World Financial Center in Shanghai, China
Marco Brivio | Photographer's Choice | Getty Images
World Financial Center in Shanghai, China

China has been through some rocky times this year, at least by the country's rapid-growth standards. But recent economic reports suggest that government stimulus efforts have been effective and conditions may have hit bottom. With a new PMI report on economic activity coming next week, how do you trade the prospect of a rebounding Chinese economy?

Gina Sanchez, director of equity and asset allocation strategy at Roubini Global Economics, says that so far, "the PMIs affirm that China is having a stimulus-induced growth bounce." But she told CNBC's Melissa Lee it will be short term, adding that her firm's forecast is for 8% growth in the first half of 2013 - and just 5% by the start of 2014.

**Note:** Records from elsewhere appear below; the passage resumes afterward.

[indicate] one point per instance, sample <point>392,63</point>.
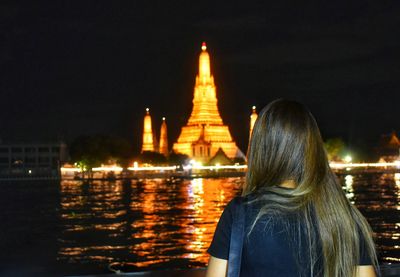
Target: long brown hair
<point>286,145</point>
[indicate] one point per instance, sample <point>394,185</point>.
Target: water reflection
<point>170,223</point>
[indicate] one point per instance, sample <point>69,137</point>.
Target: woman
<point>298,219</point>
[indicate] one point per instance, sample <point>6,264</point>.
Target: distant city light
<point>348,159</point>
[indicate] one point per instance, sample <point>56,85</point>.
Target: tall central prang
<point>205,133</point>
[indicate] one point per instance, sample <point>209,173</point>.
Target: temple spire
<point>205,131</point>
<point>148,142</point>
<point>253,118</point>
<point>204,65</point>
<point>164,138</point>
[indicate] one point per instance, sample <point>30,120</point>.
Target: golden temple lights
<point>163,138</point>
<point>253,118</point>
<point>148,143</point>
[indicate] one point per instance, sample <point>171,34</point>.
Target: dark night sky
<point>93,67</point>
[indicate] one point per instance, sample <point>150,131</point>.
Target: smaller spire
<point>204,46</point>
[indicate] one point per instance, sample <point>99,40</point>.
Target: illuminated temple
<point>205,134</point>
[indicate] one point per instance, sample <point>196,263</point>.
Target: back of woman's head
<point>285,145</point>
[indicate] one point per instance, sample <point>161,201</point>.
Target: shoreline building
<point>205,133</point>
<point>32,159</point>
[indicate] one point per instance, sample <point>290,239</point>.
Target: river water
<point>76,228</point>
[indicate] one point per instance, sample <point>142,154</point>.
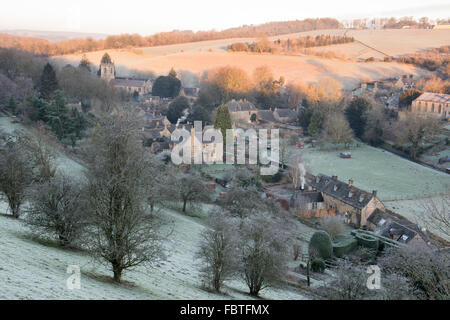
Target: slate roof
<point>125,82</point>
<point>434,97</point>
<point>192,92</point>
<point>286,113</point>
<point>266,115</point>
<point>240,105</point>
<point>341,190</point>
<point>307,196</point>
<point>391,225</point>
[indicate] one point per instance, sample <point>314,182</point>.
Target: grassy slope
<point>31,269</point>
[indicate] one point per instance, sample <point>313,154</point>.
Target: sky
<point>151,16</point>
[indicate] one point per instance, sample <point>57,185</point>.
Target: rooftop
<point>341,190</point>
<point>434,97</point>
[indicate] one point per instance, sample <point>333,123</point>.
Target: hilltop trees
<point>167,86</point>
<point>16,175</point>
<point>48,83</point>
<point>268,90</point>
<point>356,114</point>
<point>222,84</point>
<point>176,109</point>
<point>123,234</point>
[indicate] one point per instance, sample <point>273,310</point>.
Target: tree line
<point>289,45</point>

Even so, the prospect of a relatively sustained period of strong Chinese economic activity has Amelia Bourdeau, director of foreign exchange at Westpac Institutional Bank, in a bullish mood. "I do think that China data has bottomed and it's turning up," she says.

So Bourdeau is looking at the Australian dollar, since China is Australia's largest trading partner and a pickup in China spells good news for the Aussie. Bourdeau says that the Australian dollar bottomed last summer at 0.9600 against the U.S. dollar, and since then has followed a trend line upward. That measn "very nice support for Aussie which means it would be hard to downside break."

So Bourdeau wants to buy the Australian dollar against the dollar on an upside break to 1.0520. She recommends a stop at 1.0410 and a very bullish target of 1.0800.

Todd Gordon, co-head of research and trading at Aspen Trading Group, reads the charts differently. In addition to the trend line Bourdeau identifies, he says there is overall consolidation taking place - and he thinks the Australian dollar could fall to parity against the dollar before breaking higher.